Laboratoire d'Infochimie, UMR 7177 CNRS, Université de Strasbourg, 4, rue B. Pascal, Strasbourg 67000, France.
Mol Inform. 2010 Sep 17;29(8-9):581-7. doi: 10.1002/minf.201000063. Epub 2010 Aug 30.
In this paper, we associate an applicability domain (AD) of QSAR/QSPR models with the area in the input (descriptor) space in which the density of training data points exceeds a certain threshold. It could be proved that the predictive performance of the models (built on the training set) is larger for the test compounds inside the high density area, than for those outside this area. Instead of searching a decision surface separating high and low density areas in the input space, the one-class classification 1-SVM approach looks for a hyperplane in the associated feature space. Unlike other reported in the literature AD definitions, this approach: (i) is purely "data-based", i.e. it assigns the same AD to all models built on the same training set, (ii) provides results that depend only on the initial descriptors pool generated for the training set, (iii) can be used for the huge number of descriptors, as well as in the framework of structured kernel-based approaches, e.g., chemical graph kernels. The developed approach has been applied to improve the performance of QSPR models for stability constants of the complexes of organic ligands with alkaline-earth metals in water.

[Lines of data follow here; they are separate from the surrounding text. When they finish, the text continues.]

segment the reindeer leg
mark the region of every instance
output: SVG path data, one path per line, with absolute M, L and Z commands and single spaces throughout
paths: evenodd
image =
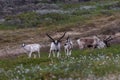
M 38 57 L 40 58 L 40 50 L 38 50 Z
M 48 57 L 50 57 L 51 53 L 52 53 L 52 50 L 50 50 L 50 52 L 49 52 L 49 56 L 48 56 Z
M 55 57 L 55 51 L 53 51 L 53 57 Z
M 59 57 L 60 56 L 60 52 L 59 51 L 57 51 L 57 57 Z
M 28 58 L 31 58 L 31 55 L 32 55 L 32 52 L 29 53 L 29 57 Z

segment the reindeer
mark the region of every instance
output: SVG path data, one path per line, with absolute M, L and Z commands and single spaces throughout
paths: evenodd
M 28 52 L 28 58 L 31 58 L 33 52 L 38 52 L 38 57 L 40 58 L 40 44 L 22 44 L 22 47 Z
M 46 34 L 52 40 L 48 57 L 51 56 L 51 53 L 53 54 L 53 57 L 55 57 L 55 53 L 57 53 L 57 57 L 60 56 L 61 39 L 65 36 L 65 34 L 66 32 L 58 40 L 54 40 L 49 34 Z
M 68 36 L 66 39 L 66 42 L 64 44 L 64 50 L 65 50 L 65 53 L 67 56 L 71 56 L 72 48 L 73 48 L 73 42 L 70 39 L 70 37 Z
M 106 39 L 101 40 L 98 36 L 93 36 L 89 38 L 81 38 L 77 40 L 80 49 L 92 47 L 92 48 L 104 48 L 109 47 L 109 42 L 113 40 L 111 36 Z

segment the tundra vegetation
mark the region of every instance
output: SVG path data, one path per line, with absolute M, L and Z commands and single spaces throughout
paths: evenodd
M 111 17 L 109 21 L 120 18 L 120 0 L 100 0 L 75 4 L 38 3 L 43 9 L 23 11 L 15 15 L 7 15 L 0 20 L 0 30 L 19 31 L 21 29 L 38 29 L 40 31 L 65 31 L 68 28 L 89 24 L 101 17 Z M 46 9 L 46 5 L 53 7 Z M 51 6 L 52 5 L 52 6 Z M 29 5 L 31 7 L 31 5 Z M 48 8 L 48 7 L 47 7 Z M 16 8 L 17 9 L 17 8 Z M 19 10 L 19 9 L 17 9 Z M 103 22 L 107 23 L 107 22 Z M 109 23 L 110 24 L 110 23 Z M 86 26 L 84 26 L 86 27 Z M 93 26 L 94 27 L 94 26 Z M 87 27 L 86 27 L 87 28 Z M 119 32 L 118 26 L 102 28 L 101 34 Z M 34 31 L 35 32 L 35 31 Z M 28 35 L 1 35 L 0 42 L 17 42 Z M 31 31 L 24 34 L 30 34 Z M 10 33 L 11 34 L 11 33 Z M 36 34 L 39 35 L 39 34 Z M 89 35 L 89 34 L 88 34 Z M 13 36 L 16 37 L 12 41 Z M 41 37 L 41 36 L 39 36 Z M 72 36 L 71 36 L 72 37 Z M 3 43 L 1 42 L 1 44 Z M 3 46 L 3 45 L 2 45 Z M 111 45 L 104 49 L 72 50 L 70 57 L 65 57 L 62 50 L 61 58 L 48 58 L 49 52 L 41 52 L 41 58 L 27 58 L 27 55 L 0 58 L 0 80 L 118 80 L 120 79 L 120 45 Z

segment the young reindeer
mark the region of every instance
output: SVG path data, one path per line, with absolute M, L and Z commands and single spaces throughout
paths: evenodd
M 51 56 L 51 53 L 53 54 L 53 57 L 55 57 L 55 53 L 57 53 L 57 57 L 60 56 L 61 39 L 65 36 L 65 34 L 66 32 L 58 40 L 54 40 L 49 34 L 46 34 L 52 40 L 48 57 Z
M 66 42 L 64 44 L 64 50 L 65 50 L 65 53 L 67 56 L 71 56 L 72 48 L 73 48 L 73 42 L 70 39 L 70 37 L 68 36 L 66 39 Z
M 28 58 L 31 58 L 33 52 L 38 52 L 38 57 L 40 58 L 40 44 L 22 44 L 22 47 L 28 52 Z
M 92 48 L 104 48 L 104 47 L 109 47 L 109 41 L 111 41 L 113 38 L 109 36 L 108 38 L 101 40 L 97 36 L 93 36 L 90 38 L 81 38 L 77 40 L 77 43 L 79 45 L 80 49 L 87 48 L 87 47 L 92 47 Z

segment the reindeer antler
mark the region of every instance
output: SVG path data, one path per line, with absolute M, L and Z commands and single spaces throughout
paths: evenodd
M 49 34 L 46 33 L 46 35 L 47 35 L 53 42 L 55 42 L 55 40 L 54 40 Z
M 58 39 L 58 41 L 60 41 L 64 36 L 65 36 L 66 32 Z

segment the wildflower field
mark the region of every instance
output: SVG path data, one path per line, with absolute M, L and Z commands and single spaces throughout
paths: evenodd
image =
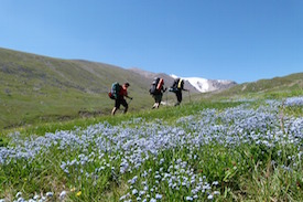
M 303 201 L 303 97 L 117 116 L 0 147 L 0 201 Z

在本文中,我们将定量构效关系/定量构性关系(QSAR/QSPR)模型的适用域(AD)与输入(描述符)空间中训练数据点密度超过特定阈值的区域相关联。可以证明,对于高密度区域内的测试化合物,(基于训练集构建的)模型的预测性能要高于该区域外的测试化合物。单类分类1 - 支持向量机(1 - SVM)方法不是在输入空间中寻找分隔高密度和低密度区域的决策面,而是在相关特征空间中寻找一个超平面。与文献中报道的其他AD定义不同,该方法:(i)纯粹是“基于数据的”,即它为基于相同训练集构建的所有模型分配相同的AD,(ii)提供的结果仅取决于为训练集生成的初始描述符库,(iii)可用于大量描述符,以及基于结构化核的方法框架中,例如化学图核。所开发的方法已被应用于提高关于有机配体与碱土金属在水中配合物稳定常数的QSPR模型的性能。